For my keyboard I went with the CoolerMaster Masterkeys Pro L with Cherry MX Brown switches. Build quality is brilliant. Feels like a tank. It is a bit complicated to record macros and change led controls via the keyboard but once you get used to it, all is good. After having used mechanical keyboards, I cannot go back to rubber dome switches. They don't work for me anymore.
The Mionix NAOS 7000 was my mouse of choice for being the most ergonomically comfortable mouse for me. I have fairly large hands and like to rest ring and pinky fingers. This is perfect for that. Also it has an amazing sensor, ADNS 3310, so its a bonus.
The Hyper X Cloud II was my headset of choice. With a half decent microphone included, the ear cups are large enough for them to be comfortable and the sound quality is good.
Very satisfied with the improvement in performance. I don't have to worry about running out of resources while performing different task simultaneously.
Cinebench R20 score of 2852. Idle temps of ~36 degrees CPU. Load temps of ~65 degrees.
Planning is always important during a build, but in this case it was not required as much since it wasn't an ITX case. Although I do have some remarks.
Because of the large size of the CPU cooler and the position of the 8 pin CPU slot on the motherboard, it was slightly tricky to get the CPU cable connected. Plug in the ram, NVMe ssd to avoid having a difficult time after the cooler is installed.

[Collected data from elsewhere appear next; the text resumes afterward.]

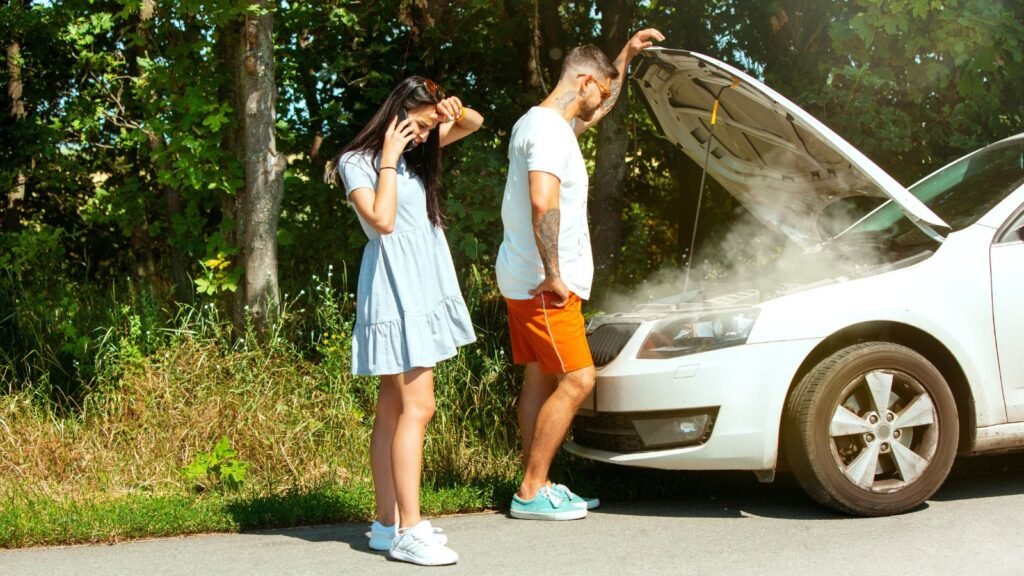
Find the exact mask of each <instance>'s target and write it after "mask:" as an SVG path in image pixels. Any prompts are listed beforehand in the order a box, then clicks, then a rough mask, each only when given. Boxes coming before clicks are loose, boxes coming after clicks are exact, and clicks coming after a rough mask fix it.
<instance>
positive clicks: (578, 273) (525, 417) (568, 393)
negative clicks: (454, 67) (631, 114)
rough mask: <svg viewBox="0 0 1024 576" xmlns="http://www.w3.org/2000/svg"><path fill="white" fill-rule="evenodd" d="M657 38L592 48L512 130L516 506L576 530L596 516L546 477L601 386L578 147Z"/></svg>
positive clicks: (506, 252)
mask: <svg viewBox="0 0 1024 576" xmlns="http://www.w3.org/2000/svg"><path fill="white" fill-rule="evenodd" d="M651 39H653V40H657V41H663V40H665V37H664V36H662V33H659V32H658V31H656V30H653V29H650V30H644V31H642V32H638V33H637V34H635V35H634V36H633V38H631V39H630V41H629V42H627V43H626V46H625V47H623V50H622V51H621V52H620V54H618V57H617V58H615V61H614V63H612V64H608V58H607V56H605V55H604V53H602V52H601V51H600V50H599V49H597V48H596V47H594V46H590V45H588V46H581V47H578V48H573V49H572V50H571V51H569V53H568V54H566V56H565V59H564V60H563V63H562V72H561V76H560V77H559V80H558V84H557V85H556V86H555V87H554V89H553V90H552V92H551V93H550V94H548V96H547V98H545V99H544V101H542V102H541V104H540V106H537V107H534V108H531V109H530V110H529V112H527V113H526V114H525V115H523V116H522V118H520V119H519V121H518V122H516V125H515V127H514V128H513V129H512V138H511V141H510V142H509V173H508V179H507V180H506V183H505V195H504V198H503V201H502V222H503V224H504V227H505V235H504V238H503V240H502V245H501V248H500V249H499V252H498V262H497V269H498V270H497V272H498V286H499V288H500V289H501V292H502V295H503V296H505V300H506V303H507V305H508V314H509V333H510V336H511V339H512V359H513V362H514V363H516V364H525V365H526V376H525V380H524V382H523V385H522V390H521V392H520V394H519V406H518V410H519V433H520V436H521V439H522V447H523V465H524V471H523V480H522V484H521V485H520V486H519V490H518V492H517V493H516V494H515V496H513V498H512V506H511V515H512V517H513V518H521V519H532V520H574V519H581V518H584V517H586V516H587V509H588V507H591V508H592V507H594V506H596V505H597V500H585V499H583V498H580V497H579V496H577V495H575V494H573V493H572V492H571V491H569V490H568V488H566V487H564V486H561V485H557V484H552V483H551V481H550V480H549V478H548V470H549V468H550V466H551V460H552V459H553V458H554V456H555V452H557V450H558V447H559V446H560V445H561V443H562V440H563V439H564V438H565V433H566V431H568V427H569V424H570V423H571V422H572V417H573V416H574V415H575V412H577V410H578V409H579V408H580V404H581V403H582V402H583V401H584V399H585V398H586V397H587V395H588V394H590V392H591V389H593V387H594V380H595V378H596V374H595V370H594V362H593V360H592V359H591V356H590V347H589V346H588V345H587V333H586V327H585V325H584V319H583V315H582V314H581V310H582V300H583V299H587V298H589V297H590V288H591V282H592V280H593V277H594V260H593V256H592V253H591V246H590V230H589V227H588V223H587V186H588V175H587V167H586V165H585V164H584V160H583V154H582V153H581V152H580V145H579V142H578V141H577V136H579V135H580V134H581V133H583V131H584V130H586V129H587V128H590V127H591V126H593V125H594V124H596V123H597V122H599V121H600V120H601V119H602V118H604V116H605V115H606V114H607V113H608V112H609V111H610V110H611V108H612V107H613V106H614V105H615V100H617V98H618V94H620V92H621V90H622V86H623V82H624V81H625V79H626V70H627V68H628V67H629V65H630V61H631V60H632V59H633V58H634V57H635V56H636V55H637V54H639V53H640V51H641V50H643V49H644V48H646V47H648V46H650V45H651V41H650V40H651Z"/></svg>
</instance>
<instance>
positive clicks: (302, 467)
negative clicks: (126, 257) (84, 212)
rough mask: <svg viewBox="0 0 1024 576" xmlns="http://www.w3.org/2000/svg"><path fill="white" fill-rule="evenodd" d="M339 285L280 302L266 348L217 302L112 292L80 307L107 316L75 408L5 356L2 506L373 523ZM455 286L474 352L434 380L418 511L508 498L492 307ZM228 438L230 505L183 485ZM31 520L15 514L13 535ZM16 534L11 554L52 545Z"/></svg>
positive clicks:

Removing the white bracket in the case is necessary for easy installation of components.The thumb screws are rather tight, but manageable once loosened with a phillips head screw driver, although the whole point of thumb screws is you should not require a screw driver.
Having spent the extra time and money to get the build to look as good as it does, with the RGB and custom cables and tempered glass panel, I can safely say that it is NOT worth it. Looks are subjective, and I do want the build to look nice, but in my opinion the RGB rainbows are not worth it. And the case gets far too heavy with the tempered glass side panel on. Glass is brittle and it is just waiting for a disaster to happen.